The image below shows the R console after the execution of the script, with R commands in red and R output in blue. The graphical output appears in a separate window from where is can be exported and saved in different formats.



R SCRIPT

Previously discussed R commands are in black, the new R commands relevant to this example are in blue.

library(RODBC);
connect = odbcConnectExcel("..\\spreadsheet\\nhanes.xls");
query = "SELECT * FROM [data$];"
data = sqlQuery(connect, query);
odbcClose(connect);

is.data.frame(data);
summary(data);

# create subset of data for adults (>= 20 years) with non-missing data
adultbmi = subset(data, ageunit=="Y" & age >= 20 & 
                        !is.na(ethn) & !is.na(sex) & 
                        !is.na(weight) & !is.na(height));

is.data.frame(adultbmi);
summary(adultbmi);

# create new variable bmi
adultbmi$bmi = adultbmi$weight / (adultbmi$height/100)^2;
 
is.data.frame(adultbmi);
summary(adultbmi);

hist(adultbmi$bmi, breaks = 25, 
                   col = grey(0.9), 
                   border = grey(0.2), 
                   proba = TRUE, 
                   main = paste("Body Mass Index of", 
                                 length(adultbmi$bmi), 
                                "adults\nfitted to normal distribution"),
                   xlab = "BMI");


DISCUSSION

hist(variable, parameters);

This function takes a variable from a data frame and plot a histogram according to the parameters specified.


breaks = 25

Create 25 equal bins over the range of the variable (bmi) values.


col = grey(0.9)

Draw the bars in a 0.9 shade of grey.


border = grey(0.2)

Draw the border in a 0.2 shade of grey.


proba = TRUE

Use the probability density for on the Y-axis, not the absolute number of observed cases.

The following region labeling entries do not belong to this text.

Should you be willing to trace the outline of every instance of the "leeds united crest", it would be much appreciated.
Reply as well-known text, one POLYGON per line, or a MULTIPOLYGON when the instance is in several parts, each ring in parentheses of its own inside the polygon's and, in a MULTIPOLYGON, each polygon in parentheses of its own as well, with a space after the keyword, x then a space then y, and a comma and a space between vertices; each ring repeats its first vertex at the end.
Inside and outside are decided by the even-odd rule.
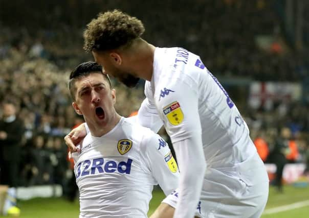
POLYGON ((128 152, 132 147, 132 141, 129 139, 121 139, 118 141, 117 149, 121 155, 128 152))

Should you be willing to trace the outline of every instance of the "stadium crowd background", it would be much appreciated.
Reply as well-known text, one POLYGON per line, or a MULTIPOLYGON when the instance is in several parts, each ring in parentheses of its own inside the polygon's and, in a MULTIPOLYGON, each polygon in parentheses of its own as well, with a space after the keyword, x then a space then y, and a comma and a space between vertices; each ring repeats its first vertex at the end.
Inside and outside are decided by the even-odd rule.
MULTIPOLYGON (((0 0, 0 100, 16 105, 25 126, 20 186, 68 183, 71 170, 63 137, 82 119, 71 106, 67 81, 76 65, 93 60, 82 50, 82 32, 100 11, 119 8, 137 16, 146 27, 147 41, 199 54, 207 68, 226 81, 293 81, 303 87, 309 84, 309 15, 302 17, 306 26, 301 28, 300 42, 299 33, 289 31, 285 22, 288 1, 30 2, 0 0), (267 49, 258 45, 260 36, 267 42, 272 39, 267 49)), ((293 7, 295 11, 299 9, 293 7)), ((127 116, 143 99, 143 82, 133 89, 114 84, 116 109, 127 116)), ((265 161, 272 161, 280 130, 287 127, 297 149, 288 161, 308 164, 309 104, 305 96, 297 101, 275 102, 272 110, 254 109, 246 103, 248 91, 236 91, 235 86, 228 89, 253 139, 261 139, 267 144, 265 161)))

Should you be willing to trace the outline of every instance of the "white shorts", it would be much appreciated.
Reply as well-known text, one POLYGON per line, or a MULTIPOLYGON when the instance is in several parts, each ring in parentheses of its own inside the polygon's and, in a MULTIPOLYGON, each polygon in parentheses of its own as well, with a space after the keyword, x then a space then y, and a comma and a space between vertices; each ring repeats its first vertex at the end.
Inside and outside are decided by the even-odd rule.
MULTIPOLYGON (((260 217, 266 205, 269 186, 263 167, 249 170, 256 174, 252 182, 229 176, 224 170, 207 169, 195 215, 203 218, 260 217)), ((176 189, 163 202, 175 208, 178 192, 176 189)))

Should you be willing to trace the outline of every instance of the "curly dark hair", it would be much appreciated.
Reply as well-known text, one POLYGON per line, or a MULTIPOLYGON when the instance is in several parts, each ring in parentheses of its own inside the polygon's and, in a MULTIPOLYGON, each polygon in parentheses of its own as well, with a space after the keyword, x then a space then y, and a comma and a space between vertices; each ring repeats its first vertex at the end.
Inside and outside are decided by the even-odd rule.
POLYGON ((145 32, 142 21, 118 10, 100 13, 84 32, 84 49, 104 51, 130 44, 145 32))

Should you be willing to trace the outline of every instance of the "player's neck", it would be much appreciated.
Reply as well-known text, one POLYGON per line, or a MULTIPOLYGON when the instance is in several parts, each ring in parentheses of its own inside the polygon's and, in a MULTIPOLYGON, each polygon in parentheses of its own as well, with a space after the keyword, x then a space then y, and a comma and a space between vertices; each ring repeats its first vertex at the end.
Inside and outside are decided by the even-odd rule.
POLYGON ((143 41, 136 50, 135 71, 140 78, 150 81, 153 70, 153 57, 156 47, 142 39, 143 41))

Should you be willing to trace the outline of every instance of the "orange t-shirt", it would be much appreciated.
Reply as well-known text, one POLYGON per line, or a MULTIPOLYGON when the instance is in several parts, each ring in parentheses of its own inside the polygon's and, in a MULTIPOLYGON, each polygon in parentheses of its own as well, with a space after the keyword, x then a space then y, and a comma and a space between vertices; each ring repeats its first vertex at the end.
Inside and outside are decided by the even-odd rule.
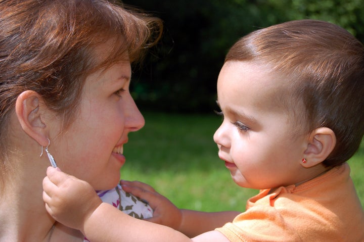
POLYGON ((216 230, 234 242, 364 241, 364 211, 347 163, 299 185, 262 190, 216 230))

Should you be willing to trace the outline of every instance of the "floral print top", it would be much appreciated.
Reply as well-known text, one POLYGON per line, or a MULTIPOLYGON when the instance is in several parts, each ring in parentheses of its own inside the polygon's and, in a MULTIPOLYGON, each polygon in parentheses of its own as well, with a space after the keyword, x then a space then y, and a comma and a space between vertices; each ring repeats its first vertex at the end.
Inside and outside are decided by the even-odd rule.
MULTIPOLYGON (((132 217, 140 219, 153 217, 153 209, 148 203, 128 192, 125 192, 120 184, 111 190, 97 192, 103 202, 112 204, 132 217)), ((85 237, 83 242, 90 241, 85 237)))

The total area of the histogram will be 1.


main = string'

Assign a string to the main title of the chart.


paste(string1, string2')

Concatenate two or more strings into a single string. This is used to create a more complex main title string.


\n

A carriage return within a string. This is used to force a line break in the main title of the chart.


length(adultbmi$bmi)

Returns the number of values in the column bmi. This is used to automatically insert the number of analyzed records into the main title of the chart.


xlab = "BMI"

Assign a label for the X-axis.


More details on parameters and options can be accessed from the R command line.

?hist
?paste
?length


Last modified April 3, 2008 8:54 am